Research Team II: “Societal Peace and Local Elections in Nepal”

Photo: Forschungsteam 2 des 56. Postgraduierten-Kurses


Nepal – the country of the Hindu temples, with breathtaking landscapes and the Himalaya mountains in the background. Travelling this country once and at the same time pursuing an exciting research question should have been the highlight of our research phase. However, the current pandemic is causing quite a mess this year. Instead of field research on site, the motto is: exploring Nepalese culture from our home office in the metropolis of Bonn with an unstable internet connection. But long regrets are not known to help much. And so “let’s take it as it comes” is already our new motto. Who knows, maybe this slightly different variant and the new conditions will lead us to a completely different added value…? Of course, we still want to understand how the local elections affect social cohesion in Nepal. To this end, we will conduct qualitative online interviews with experts and, in close cooperation with a Nepalese survey institute, we will have quantitative telephone surveys of the population conducted. We are curious to see what opportunities and challenges will arise from the online research. In any case, we will not let the passion for the country, people and research be taken away from us. And if we get bored in our home office and the corona situation allows it, we simply take a culinary research team trip to Friesdorf, to our Nepalese restaurant of confidence. In this way, we try to bring a piece of Nepal to Bonn.


Research Team III: “Decarbonizing Cities: Assessing Governance Models for Transformative Change Towards Sustainability in European and Latin American Cities”

Photo: Forschungsteam 3 des 56. Postgraduierten-Kurses


As the implementation of our initial research project on digitisation and the fiscal contract in Colombia faced major difficulties due to the pandemic, we decided to turn our attention to a completely different topic instead: sustainable cities. This topic is “completely different”, also in the sense that we are using the circumstances to rethink the research phase. Currently, most planning can only be done “on sight”. This presents us with challenges, but also opens up the possibility of developing our topic step by step, thereby making flexibility our virtue.


Topics such as decent housing conditions, participatory urban design, as well as safe and reliable mobility play a central role in our research.
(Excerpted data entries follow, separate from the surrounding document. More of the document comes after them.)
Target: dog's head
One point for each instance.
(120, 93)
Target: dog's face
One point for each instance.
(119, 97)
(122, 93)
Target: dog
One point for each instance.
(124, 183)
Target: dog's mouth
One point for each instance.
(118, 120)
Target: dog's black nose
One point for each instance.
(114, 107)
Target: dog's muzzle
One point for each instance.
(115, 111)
Fortunately, there are numerous successful initiatives and projects in this area. But how is this “success” actually measured? Which groups of actors are significantly involved? How evidence-based is this “success” and what do promising governance models look like? These are the questions we will be addressing in the coming months. Our research is affiliated to a larger project of the International Climate Initiative (IKI) of the German Federal Ministry for the Environment, Nature Conservation and Nuclear Safety (BMU), which is going to implement pilot projects on transformative change towards zero emissions in five Latin American cities, with DIE conducting the accompanying research. Sustainable urban development is a global field for which we do not have to fly to the Global South. European cities are also facing major challenges in this field. Therefore, we as a research team will take a multi-level perspective and look at global examples in order to deal with concrete case studies in Europe in a second step.